The Act also provides that real property trades or businesses, including LIHTC projects, that elect out of the interest limitation rules can use the 30-year Alternative Depreciation System recovery period for residential rental property placed in service before January 1, 2018.
Clean Energy and Environmental Tax Credits and Incentives
Several important clean energy credits and incentives are being extended and modified, as follows:
- the Energy Efficient Commercial Building Deduction (Section 179D) is extended permanently, will be indexed to inflation and will use updated energy efficiency standards;
- the Carbon Oxide Sequestration Credit (Section 45Q) is extended for two years, through 2025;
- the Renewable Electricity Production Tax Credit for wind farms and other renewables (Section 45) is extended for one year, through 2021;
- the Energy Investment Credit for solar and other renewables (Section 48) is extended by lengthening the phase-out period and applying higher credit rates than the existing phase-out schedule (waste energy recovery property is also added as a new category of qualified property);
- the Energy Efficient Homes Credit (Section 45L) is extended for one year, through 2021;
- excise tax credits and subsidy payments for alternative fuels are extended one year, through 2021;
- the Residential Energy Efficient Property Credit (Section 25D) is extended at the full rate for two years, through 2022 and then is phased down in 2023 (biomass fuel property is also added as eligible for this credit); and
- the Second-Generation Biofuel Credit (Section 40) is extended one year, through 2021.

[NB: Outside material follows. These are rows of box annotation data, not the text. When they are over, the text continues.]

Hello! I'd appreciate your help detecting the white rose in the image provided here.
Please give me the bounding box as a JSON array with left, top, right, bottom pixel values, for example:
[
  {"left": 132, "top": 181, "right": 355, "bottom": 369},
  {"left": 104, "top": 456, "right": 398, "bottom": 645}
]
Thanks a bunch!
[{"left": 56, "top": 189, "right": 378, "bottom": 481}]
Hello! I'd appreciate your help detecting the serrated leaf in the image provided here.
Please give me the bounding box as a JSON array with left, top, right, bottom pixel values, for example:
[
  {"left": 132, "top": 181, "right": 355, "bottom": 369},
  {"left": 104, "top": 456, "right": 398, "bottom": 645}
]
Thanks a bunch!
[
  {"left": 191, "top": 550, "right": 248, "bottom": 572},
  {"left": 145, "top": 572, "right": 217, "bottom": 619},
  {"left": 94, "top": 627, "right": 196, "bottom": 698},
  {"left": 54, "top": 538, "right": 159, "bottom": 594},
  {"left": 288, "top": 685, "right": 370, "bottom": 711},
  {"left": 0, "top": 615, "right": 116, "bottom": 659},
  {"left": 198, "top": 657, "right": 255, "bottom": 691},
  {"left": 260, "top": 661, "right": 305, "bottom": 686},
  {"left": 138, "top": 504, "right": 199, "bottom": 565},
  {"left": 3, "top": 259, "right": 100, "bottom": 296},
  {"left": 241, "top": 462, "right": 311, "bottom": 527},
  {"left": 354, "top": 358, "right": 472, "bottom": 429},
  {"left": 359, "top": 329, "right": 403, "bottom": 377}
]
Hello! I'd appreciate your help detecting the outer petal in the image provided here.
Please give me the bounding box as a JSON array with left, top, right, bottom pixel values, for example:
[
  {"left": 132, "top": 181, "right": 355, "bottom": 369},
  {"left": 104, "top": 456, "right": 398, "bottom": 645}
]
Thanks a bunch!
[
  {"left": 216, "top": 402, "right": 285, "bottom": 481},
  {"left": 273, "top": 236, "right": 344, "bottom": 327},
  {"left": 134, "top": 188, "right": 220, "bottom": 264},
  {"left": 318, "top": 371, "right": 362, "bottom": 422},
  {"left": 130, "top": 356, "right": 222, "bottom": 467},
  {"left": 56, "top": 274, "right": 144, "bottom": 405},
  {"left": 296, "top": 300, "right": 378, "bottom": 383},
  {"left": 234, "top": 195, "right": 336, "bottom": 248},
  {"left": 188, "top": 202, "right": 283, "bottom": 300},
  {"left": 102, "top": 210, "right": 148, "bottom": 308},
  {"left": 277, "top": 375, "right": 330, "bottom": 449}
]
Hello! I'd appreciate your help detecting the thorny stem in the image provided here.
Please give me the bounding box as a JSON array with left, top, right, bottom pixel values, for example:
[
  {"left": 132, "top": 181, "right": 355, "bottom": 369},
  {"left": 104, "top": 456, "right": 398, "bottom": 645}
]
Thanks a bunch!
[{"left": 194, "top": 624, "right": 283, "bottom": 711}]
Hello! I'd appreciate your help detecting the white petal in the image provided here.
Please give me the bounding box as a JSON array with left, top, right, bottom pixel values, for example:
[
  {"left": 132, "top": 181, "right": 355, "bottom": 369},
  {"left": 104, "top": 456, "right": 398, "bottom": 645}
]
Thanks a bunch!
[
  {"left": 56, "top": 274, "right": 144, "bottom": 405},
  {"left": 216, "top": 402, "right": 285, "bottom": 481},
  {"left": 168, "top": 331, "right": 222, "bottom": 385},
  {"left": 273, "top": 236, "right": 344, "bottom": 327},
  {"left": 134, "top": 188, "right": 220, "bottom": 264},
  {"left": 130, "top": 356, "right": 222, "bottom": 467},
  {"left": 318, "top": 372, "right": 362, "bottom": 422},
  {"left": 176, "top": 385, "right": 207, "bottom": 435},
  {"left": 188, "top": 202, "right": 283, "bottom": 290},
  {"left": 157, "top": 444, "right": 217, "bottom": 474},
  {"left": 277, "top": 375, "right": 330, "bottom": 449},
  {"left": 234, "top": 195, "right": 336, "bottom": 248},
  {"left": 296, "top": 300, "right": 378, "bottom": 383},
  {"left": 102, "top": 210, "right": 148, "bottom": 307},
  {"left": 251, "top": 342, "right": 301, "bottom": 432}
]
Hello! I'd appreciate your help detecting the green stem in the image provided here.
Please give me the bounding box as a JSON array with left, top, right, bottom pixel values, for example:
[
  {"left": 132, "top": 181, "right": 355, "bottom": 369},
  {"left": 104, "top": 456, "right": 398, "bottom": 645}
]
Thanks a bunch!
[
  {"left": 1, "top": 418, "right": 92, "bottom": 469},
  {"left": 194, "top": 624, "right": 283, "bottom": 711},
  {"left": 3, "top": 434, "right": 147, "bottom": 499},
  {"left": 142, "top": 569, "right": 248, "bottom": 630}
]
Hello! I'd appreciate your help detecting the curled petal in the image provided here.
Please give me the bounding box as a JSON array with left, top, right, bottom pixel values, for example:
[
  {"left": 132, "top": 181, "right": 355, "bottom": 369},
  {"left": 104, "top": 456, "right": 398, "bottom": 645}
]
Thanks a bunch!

Other Extensions of Expired Tax Provisions
Several other important tax credits, incentives and other provisions are being extended, including:
- look-thru rules for related controlled foreign corporations are extended for five years, through 2025;
- the New Markets Tax Credit is extended for five years, through 2025;
- the Work Opportunity Tax Credit is extended five years, through 2025;
- Empowerment Zone tax incentives are extended for five years, through 2025; and
- the Paid Family and Medical Leave credit (Section 45S) is extended for five years, through 2025.
Farmers’ Net Operating Loss Changes
The Act allows farmers who elected a two-year net operating loss carryback prior to the CARES Act to elect to retain that two-year carryback rather than claim the five-year carryback provided in the CARES Act. It also allows farmers who previously waived an election to carry back a net operating loss to revoke the waiver. These provisions apply retroactively as if included in Section 2303 of the CARES Act.
Alcohol Excise Taxes
The Act makes permanent the Craft Beverage Modernization and Tax Reform provisions of the Tax Cuts and Jobs Act.
The Act includes some disaster-related provisions for 2020 disasters apart from Covid-19, such as access to retirement funds, the employee retention credit for qualified disasters, and additional allocations for the low-income housing credit.